Saturday, February 18, 2017

Positive (baby) Step

I have been unemployed for six weeks.
That is the longest that I have not gone to a job for the past 9 years.  I like a lot about it.
I like having my weekends to myself, and the family.  The nature of the last business I was in required weekend work, almost each week.
I like that the house is cleaner than it has been since we moved here.
I like not feeling rushed.

I do, however, feel pressure.  I am sorting it out, because I think it is being created by my internal voice that says there is much to do.  I believe that there is much to do.  As a matter of fact, I'm positive.  This is the challenge of coming up for air.  I am a deep breather.
I look around and think that, while I'm quite happy, I'm still feeling like I have stuff to do.

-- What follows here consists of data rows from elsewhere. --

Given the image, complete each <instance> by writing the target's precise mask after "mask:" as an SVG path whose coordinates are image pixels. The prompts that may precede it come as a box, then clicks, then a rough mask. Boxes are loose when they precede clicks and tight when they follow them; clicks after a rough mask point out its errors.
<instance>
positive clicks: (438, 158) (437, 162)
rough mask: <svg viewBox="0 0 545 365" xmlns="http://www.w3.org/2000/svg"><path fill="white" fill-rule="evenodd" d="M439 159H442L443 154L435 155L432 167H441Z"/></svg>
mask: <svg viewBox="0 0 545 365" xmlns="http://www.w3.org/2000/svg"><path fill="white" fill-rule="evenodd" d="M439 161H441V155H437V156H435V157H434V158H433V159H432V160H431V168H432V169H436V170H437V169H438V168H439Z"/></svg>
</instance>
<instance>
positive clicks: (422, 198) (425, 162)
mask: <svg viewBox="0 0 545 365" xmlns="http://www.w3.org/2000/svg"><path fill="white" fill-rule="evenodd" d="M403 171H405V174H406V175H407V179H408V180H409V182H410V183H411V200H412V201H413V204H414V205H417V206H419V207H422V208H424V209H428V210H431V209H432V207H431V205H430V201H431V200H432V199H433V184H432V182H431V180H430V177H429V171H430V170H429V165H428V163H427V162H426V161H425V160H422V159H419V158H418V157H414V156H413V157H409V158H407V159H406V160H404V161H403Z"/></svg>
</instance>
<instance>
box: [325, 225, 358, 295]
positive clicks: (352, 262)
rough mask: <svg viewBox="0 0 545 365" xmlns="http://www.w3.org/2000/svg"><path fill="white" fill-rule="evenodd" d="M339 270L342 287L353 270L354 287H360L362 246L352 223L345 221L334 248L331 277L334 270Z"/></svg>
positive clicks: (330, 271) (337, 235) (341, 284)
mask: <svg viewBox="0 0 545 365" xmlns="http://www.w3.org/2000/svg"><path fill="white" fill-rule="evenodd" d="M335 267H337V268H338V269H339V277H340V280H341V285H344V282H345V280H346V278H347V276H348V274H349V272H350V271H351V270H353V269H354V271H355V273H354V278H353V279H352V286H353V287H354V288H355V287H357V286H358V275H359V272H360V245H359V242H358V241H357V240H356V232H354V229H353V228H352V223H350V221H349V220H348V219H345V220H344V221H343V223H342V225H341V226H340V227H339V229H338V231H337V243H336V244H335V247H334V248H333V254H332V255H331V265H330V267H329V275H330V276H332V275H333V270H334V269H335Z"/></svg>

Positive step this week:  I actually sold an item on "Offer Up".  It was a gadget that I have only used once or twice for crafting, and I knew it would have value to someone else at a very reduced price.
Last week, an "Offer Up" user reached out to me and told me that she really wanted it, but she had to do her bills before she could buy it.
She got back to me and told me that last week wasn't going to work, but she'd check back next Thursday, which was this week.
In the meantime, I had two people reach out to try to buy the item at a reduced rate, and I dragged my feet.  I reached out to the original person on Thursday to gauge her interest, and she was trying to figure out if she could afford it this week.  After turning down the other two who tried to reduce the price, I went ahead and reduced it for the original buyer, let her know  and delivered it to here, because her vehicle wasn't reliable enough to come get it.
While that is a small thing, it was something that, once again, reminded me that little kindnesses matter.
The girl who bought my gadget showed up at our meeting spot with her husband/boyfriend, and was so excited that the cost had come down and she didn't have to hesitate to buy something that she wanted.  She was grateful, and I was too.
I felt "lighter" in a way that has to do with looking at another human being and seeing a reversal in my own thinking.  I have had a really nice income for the past few years, because I worked for "extra money" that allowed me to do things on a whim, or buy a gift for someone, or shop when I wanted to for the kids, etc.  I don't have that luxury anymore, and I have tried to be very conscience of that.
I am terrible with a budget.  I'm going to fix that about myself.
"Extra" money existed while I worked  because my husband provides EVERYTHING that our family NEEDs.
The line has been blurred between need & want, to a degree that wasn't good for me, and I'm going to take steps to change some patterns.  It isn't easy.

Breathing Deep into mindful handling of money is going to be a theme for me going forward.

How about you?  What was your positive step this week?